Po raz kolejny rodzina stała się tematem politycznym. Tym razem za sprawą belgijskiej szkoły, która postanowiła odwołać obchody Dnia Matki. Wszystko to rzecz jasna z uwagi na dobro dzieci, które żyją w różnych kulturach i różnych „rodzinach”.
Dzień Matki, to święto polityczne – tak uznała dyrekcja jednej z belgijskich podstawówek i odwołała obchody tego pięknego dnia. Uzasadnienie takiej decyzji dotarło do rodziców w formie oficjalnego oświadczenia. Okazało się, że świętowania nie będzie, bo w wielu klasach są dzieci z rozbitych rodzin, które nie mają obojga rodziców. Dyrekcja uznała więc, że Dzień Matki obchodzony w szkole wywołałby u nich traumę.
Wesprzyj nas już teraz!
Na tym nie koniec – i to zdaje się był decydujący element decyzji – urażone mogłyby się również poczuć dzieci, które wychowują się w „rodzinach” homoseksualnych. Dyrekcja postanowiła więc uniknąć sytuacji, w której część dzieci mogłaby się poczuć niekomfortowo.

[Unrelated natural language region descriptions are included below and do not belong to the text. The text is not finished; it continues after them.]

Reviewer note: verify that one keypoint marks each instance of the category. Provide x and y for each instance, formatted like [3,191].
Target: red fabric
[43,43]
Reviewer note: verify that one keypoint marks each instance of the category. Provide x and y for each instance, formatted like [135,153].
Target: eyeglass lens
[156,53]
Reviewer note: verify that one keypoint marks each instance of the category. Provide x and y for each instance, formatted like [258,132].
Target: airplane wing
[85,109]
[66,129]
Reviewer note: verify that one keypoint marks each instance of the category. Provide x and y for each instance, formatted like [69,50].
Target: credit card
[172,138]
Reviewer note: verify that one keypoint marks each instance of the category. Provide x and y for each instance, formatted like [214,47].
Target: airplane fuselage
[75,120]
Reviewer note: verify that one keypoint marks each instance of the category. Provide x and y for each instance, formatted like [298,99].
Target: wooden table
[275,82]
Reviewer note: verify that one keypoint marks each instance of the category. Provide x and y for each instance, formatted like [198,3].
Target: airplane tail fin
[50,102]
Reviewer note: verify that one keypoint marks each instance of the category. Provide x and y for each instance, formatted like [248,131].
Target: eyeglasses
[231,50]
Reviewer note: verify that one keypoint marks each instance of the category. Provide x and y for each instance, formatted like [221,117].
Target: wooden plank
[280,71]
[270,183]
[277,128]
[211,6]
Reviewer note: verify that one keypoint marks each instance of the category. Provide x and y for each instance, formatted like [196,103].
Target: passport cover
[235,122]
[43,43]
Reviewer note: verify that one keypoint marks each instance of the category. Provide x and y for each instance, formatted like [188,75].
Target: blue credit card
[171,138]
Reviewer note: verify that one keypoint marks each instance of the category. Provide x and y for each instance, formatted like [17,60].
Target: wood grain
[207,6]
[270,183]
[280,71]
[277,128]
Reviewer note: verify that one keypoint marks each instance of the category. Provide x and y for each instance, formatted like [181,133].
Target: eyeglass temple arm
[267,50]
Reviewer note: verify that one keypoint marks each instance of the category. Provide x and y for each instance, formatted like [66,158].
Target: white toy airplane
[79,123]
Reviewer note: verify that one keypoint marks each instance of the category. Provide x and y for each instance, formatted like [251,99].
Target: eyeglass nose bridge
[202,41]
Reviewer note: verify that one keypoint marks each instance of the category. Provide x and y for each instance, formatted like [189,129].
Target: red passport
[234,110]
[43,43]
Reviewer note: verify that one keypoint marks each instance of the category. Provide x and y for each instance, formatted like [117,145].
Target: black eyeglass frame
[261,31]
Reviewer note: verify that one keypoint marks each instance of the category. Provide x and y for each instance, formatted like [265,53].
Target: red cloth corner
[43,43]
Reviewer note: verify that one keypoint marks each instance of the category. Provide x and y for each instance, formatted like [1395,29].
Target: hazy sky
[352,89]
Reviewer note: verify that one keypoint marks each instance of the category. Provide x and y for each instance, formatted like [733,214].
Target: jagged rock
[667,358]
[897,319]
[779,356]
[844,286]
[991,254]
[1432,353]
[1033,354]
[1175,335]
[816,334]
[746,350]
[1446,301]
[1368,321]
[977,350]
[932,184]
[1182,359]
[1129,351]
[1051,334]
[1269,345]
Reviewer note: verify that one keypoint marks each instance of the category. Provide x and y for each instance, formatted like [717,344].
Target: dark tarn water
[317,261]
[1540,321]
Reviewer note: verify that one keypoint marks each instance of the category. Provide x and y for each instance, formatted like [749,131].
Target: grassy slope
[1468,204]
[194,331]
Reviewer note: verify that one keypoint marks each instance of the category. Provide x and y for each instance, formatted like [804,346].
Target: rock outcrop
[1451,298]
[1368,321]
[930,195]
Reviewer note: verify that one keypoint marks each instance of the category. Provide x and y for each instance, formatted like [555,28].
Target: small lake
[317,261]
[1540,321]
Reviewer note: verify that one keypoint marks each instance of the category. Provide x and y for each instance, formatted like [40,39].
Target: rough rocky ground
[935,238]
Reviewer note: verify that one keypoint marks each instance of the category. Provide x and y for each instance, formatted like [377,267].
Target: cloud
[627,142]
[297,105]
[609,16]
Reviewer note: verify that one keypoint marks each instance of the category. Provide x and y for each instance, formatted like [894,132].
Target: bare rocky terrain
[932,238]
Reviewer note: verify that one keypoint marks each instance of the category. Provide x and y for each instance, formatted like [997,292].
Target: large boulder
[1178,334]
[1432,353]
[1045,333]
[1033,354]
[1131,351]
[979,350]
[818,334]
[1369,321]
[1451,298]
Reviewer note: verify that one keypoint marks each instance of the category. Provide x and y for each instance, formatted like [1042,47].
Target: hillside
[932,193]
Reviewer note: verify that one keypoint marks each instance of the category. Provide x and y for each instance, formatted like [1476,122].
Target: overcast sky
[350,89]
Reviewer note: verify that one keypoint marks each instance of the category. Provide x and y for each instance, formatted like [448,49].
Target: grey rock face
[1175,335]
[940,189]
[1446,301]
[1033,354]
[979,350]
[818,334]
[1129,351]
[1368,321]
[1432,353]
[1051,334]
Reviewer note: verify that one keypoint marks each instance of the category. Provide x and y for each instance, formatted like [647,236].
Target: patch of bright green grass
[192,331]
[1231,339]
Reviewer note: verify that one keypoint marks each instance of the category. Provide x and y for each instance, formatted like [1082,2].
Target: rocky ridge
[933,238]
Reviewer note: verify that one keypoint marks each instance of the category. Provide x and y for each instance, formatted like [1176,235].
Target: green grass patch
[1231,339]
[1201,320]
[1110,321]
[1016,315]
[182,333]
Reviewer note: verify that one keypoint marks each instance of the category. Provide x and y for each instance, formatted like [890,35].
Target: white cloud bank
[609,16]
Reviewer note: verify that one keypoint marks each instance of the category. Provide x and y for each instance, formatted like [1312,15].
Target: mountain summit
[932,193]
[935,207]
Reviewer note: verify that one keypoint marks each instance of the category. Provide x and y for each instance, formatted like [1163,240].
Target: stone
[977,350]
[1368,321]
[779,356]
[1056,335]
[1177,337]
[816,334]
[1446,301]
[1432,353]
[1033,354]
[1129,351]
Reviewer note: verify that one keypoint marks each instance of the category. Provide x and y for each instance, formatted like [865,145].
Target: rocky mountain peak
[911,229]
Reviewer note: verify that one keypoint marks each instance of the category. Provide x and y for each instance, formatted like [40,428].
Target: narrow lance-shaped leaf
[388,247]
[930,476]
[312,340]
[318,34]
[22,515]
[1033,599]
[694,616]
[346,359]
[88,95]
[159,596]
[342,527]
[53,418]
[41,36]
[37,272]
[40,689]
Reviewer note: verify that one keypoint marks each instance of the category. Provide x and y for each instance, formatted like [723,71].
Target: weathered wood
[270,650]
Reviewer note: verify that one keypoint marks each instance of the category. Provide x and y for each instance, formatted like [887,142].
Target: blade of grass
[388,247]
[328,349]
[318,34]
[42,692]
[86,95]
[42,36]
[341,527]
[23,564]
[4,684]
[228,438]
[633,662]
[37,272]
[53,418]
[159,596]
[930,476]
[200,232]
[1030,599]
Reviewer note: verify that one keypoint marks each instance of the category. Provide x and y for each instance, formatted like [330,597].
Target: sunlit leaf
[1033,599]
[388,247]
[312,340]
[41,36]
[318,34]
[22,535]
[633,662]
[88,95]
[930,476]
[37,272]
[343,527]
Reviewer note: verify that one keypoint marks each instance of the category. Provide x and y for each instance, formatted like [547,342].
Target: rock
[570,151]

Decyzja władz placówki nie spotkała się ze zrozumieniem rodziców, którzy uznali, że idąc tą drogą szkoła doprowadzi do tego, że dzieci zapomną o belgijskich tradycjach i kulturze. Dyrekcja szkoły nie spodziewała się takiej reakcji. Sama wyjaśniła, że jej intencje były dobre i nikt nie spodziewał się, że na odwołania Dnia Matki rodzice, ale i media zareagują tak krytycznie.